There are several reasons behind this large gap. The American stimulus measures are relatively more extensive than the European ones. In addition, the lockdown measures in the United States are being rolled back considerably faster. This gives consumers more room to go out and spend money.

Catching up effect
There is a good chance that this catching-up effect will also be seen in Europe later this year. But the chance that this increase is the prelude to a structural inflation revival is smaller than on the other side of the ocean. The European labor market is less flexible than the American one. Moreover, unemployment in the eurozone is also slightly higher.

The danger that rising salaries will start a wage-price spiral is therefore much smaller. In the current year, inflation may increase to 2020% due to the comparison effect with corona year 2. But for the period after that, the bond market is pricing a pullback towards a level of about 1%.

Low inflation: advantages and disadvantages
An important reason for this low expectation is the specter of Japan. Partly as a result of an aging population, that country has been struggling with deflation for decades. There are two sides to low inflation. All the ECB's efforts to fuel inflation have reduced the savings rate to around 2%.

In fact, from 1 July you have to pay at some banks to save if there is more than €100.000 in your account. On the other hand, you pay a very low interest rate on a new mortgage. Its interest rates are linked to bond market yields, which will only rise if inflation expectations rise.

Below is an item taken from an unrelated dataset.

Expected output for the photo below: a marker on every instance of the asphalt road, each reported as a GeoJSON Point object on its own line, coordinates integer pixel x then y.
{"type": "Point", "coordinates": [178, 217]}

The Remarkable Strength of the Euro
Low interest rates often lead to a weaker currency. But this is hardly noticeable with the euro. Over the past year, the currency has appreciated more than 10% against the dollar. It has everything to do with inflation. Both the policy rate and the interest rate on bond markets are higher in the United States than in Europe.

But real interest rates – taking into account much higher US inflation – are actually much lower. As long as inflation in the United States is significantly higher than in Europe and the Federal Reserve does not rush to intervene, a relatively strong euro could put a brake on the European export sector. That will only come to an end if the ECB succeeds in boosting inflation expectations for the long term: inflation? Yes please!  

Joost Derks

Joost Derks is a currency specialist at iBanFirst. He has over twenty years of experience in the currency world. This column reflects his personal opinion and is not intended as professional (investment) advice.